Spydercos, as I remember, was touted as the choice of law enforcement officers, and the partial serrated edge on many of their knives were useful for cutting through seat-belt material in times of emergencies.
Honestly, I was never fond of the odd leaf-shaped designs of Spyderco’s line of knives, and thought the bulbous spines a little too much for my taste. It is one you either love or hate, and for the most part of my life, I found it hard to love.
When I came across the Spyderco Resilience recently (more than 20 years since my first encounter with a Spyderco), I actually found the knife to be quite well designed and built.
I have also read many great things about Spyderco over the years, and thought that it was high time I gave them a try.
The Spyderco Resilience value folder series also had a price tag which did not make it too expensive as a first folder under this brand. They retail for US$80, and one can find this model at a good discount at various online sources.
With a blade length of 4.25 inches, the Spyderco Resilience is the longest model of the four released by Spyderco under their value folder series. The other three, also named after admirable human traits, are the Tenacious, Persistence and Ambitious at blade lengths of 3.375-in, 2.75-in and 2.25-in respectively.

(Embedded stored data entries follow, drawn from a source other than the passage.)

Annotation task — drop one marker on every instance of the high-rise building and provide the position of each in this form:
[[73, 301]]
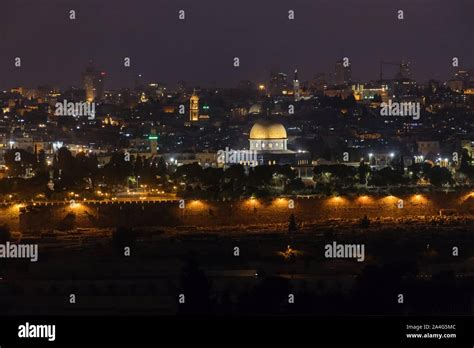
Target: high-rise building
[[93, 82], [153, 138], [319, 83], [194, 107], [405, 71], [278, 83], [296, 86], [342, 73]]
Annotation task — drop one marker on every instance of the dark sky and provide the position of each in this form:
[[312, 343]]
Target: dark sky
[[55, 50]]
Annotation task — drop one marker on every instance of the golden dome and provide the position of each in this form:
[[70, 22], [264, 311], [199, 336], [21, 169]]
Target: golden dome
[[267, 130]]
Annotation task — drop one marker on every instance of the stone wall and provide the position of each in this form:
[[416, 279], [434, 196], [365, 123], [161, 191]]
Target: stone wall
[[241, 212]]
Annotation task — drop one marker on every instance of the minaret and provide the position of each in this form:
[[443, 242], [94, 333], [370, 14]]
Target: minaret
[[296, 86], [194, 107], [153, 138]]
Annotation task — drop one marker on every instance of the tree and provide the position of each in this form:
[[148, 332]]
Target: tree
[[5, 234], [362, 172], [123, 237], [196, 288], [292, 226], [439, 176]]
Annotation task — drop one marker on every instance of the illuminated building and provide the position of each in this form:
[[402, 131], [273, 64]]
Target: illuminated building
[[269, 139], [342, 74], [296, 86], [93, 82], [153, 138], [367, 93], [194, 107], [278, 84]]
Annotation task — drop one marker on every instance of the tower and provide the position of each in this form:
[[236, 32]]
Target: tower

Having been accustomed to blade lengths of 4 inches these days (my Cold Steel Hold Out II comes to mind!), I find the Resilience’s longer blade most desirable of the four in the series.
I was initially hoping to get a partial serrated edge because of what Spyderco were famous for in the earlier days, but this was not offered for the Resilience. At least, I couldn’t find one.

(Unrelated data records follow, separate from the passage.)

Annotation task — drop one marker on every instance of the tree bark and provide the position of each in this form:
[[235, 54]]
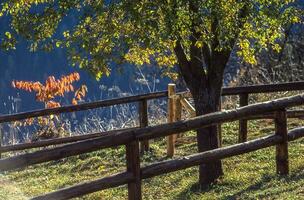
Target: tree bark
[[205, 85]]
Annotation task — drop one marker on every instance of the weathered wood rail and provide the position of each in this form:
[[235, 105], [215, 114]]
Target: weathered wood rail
[[131, 139]]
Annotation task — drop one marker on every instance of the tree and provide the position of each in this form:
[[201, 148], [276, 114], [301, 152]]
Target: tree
[[197, 36]]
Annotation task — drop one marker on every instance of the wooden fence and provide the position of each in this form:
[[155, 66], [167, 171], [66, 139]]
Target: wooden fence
[[175, 102], [131, 139]]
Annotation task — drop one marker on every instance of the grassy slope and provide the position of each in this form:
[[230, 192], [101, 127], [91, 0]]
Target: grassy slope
[[250, 176]]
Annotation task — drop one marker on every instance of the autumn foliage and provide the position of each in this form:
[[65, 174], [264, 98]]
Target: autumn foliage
[[47, 93], [53, 88]]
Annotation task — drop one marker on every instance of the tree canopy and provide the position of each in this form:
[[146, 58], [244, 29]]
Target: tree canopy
[[146, 32]]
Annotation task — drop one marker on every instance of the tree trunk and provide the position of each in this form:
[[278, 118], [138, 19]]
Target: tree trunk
[[207, 138], [205, 85]]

The Tenacious however does come in both plain and combination edge options. In this purchase, I was more interested in a longer blade than the edge type and hence, went with the Resilience.
The Spyderco Resilience carries a full-flat ground 8Cr13MoV stainless steel blade, with plain cutting edge from tip to handle.

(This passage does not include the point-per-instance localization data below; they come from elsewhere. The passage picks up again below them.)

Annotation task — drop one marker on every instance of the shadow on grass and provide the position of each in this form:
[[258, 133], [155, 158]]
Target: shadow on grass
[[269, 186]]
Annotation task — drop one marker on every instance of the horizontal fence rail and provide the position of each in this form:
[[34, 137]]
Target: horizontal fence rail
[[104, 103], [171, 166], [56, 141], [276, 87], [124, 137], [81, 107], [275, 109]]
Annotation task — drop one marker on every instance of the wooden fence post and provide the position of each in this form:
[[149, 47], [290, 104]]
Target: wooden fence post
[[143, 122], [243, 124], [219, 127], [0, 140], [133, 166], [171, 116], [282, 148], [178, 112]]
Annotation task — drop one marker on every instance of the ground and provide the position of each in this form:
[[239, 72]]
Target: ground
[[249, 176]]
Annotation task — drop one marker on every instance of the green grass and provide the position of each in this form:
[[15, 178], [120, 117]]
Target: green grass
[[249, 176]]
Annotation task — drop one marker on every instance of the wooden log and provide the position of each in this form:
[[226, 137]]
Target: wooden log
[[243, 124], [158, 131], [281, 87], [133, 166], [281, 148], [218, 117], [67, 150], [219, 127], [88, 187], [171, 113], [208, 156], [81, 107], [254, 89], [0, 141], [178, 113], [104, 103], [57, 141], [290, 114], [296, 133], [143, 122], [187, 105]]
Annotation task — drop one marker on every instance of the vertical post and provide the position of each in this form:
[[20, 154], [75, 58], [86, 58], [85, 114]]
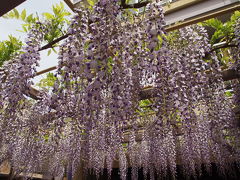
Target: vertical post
[[79, 175]]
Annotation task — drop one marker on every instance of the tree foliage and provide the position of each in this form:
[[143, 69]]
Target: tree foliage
[[94, 111]]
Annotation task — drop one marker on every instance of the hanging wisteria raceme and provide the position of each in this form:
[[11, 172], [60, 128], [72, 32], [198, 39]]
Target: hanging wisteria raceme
[[94, 115]]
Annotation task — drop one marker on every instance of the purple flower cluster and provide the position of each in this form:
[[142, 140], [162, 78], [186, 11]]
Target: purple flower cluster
[[91, 118]]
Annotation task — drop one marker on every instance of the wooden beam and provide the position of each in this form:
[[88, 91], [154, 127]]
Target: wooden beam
[[178, 5], [204, 17]]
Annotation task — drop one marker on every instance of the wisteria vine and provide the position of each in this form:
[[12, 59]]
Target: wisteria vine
[[92, 116]]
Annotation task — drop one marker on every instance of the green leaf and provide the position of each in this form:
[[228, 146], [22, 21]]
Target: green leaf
[[23, 14], [16, 13], [48, 15], [91, 2], [30, 18]]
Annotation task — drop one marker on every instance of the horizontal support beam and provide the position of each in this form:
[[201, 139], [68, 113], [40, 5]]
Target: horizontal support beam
[[147, 93]]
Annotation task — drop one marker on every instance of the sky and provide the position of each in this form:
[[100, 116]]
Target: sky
[[9, 26]]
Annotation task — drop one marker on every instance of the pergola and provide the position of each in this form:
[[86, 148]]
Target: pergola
[[186, 12]]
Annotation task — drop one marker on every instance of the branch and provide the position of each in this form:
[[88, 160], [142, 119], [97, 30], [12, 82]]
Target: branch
[[50, 45], [223, 46], [124, 5]]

After having carried my Cold Steel Hold Out II, I find full-flat ground blades to be more desirable. No technical reasons for this, just that full-flats look more serious over their hollow-grind counterparts, though both have their own merits.
This though, is not my criteria of knife choice. I happen to carry other grinds quite often.
The handle is made of black G-10 with skeletonised steel liners within, equipped with a Michael Walker LinerLock.
While its outward appearance may seem normal or even mundane, the pivot is treated with phosphor bronze washers and bushings, making blade open a smooth and effortless affair.
The hole diameter is a modest 13 mm, which is comfortable for the thumb during blade open. With screw holes at the right places, the pocket clip may be mounted blade tip up or tip down for right-hand or left-hand – a total of four configurations.
Dual thumb studs on the blade make the Resilience an ambidextrous knife.
The Spyderco Resilience has definitely made a good first impression, and certainly deserves its place in my line-up as a worthy EDC.
At over 4 inches long of steel, it is not the choice for most people, let alone within the confines of the law, but Spyderco do make a number of other shorter and smaller options for purchase.
Despite initial reactions and impressions about this make, this I suspect, will not be the last Spyderco in the collection.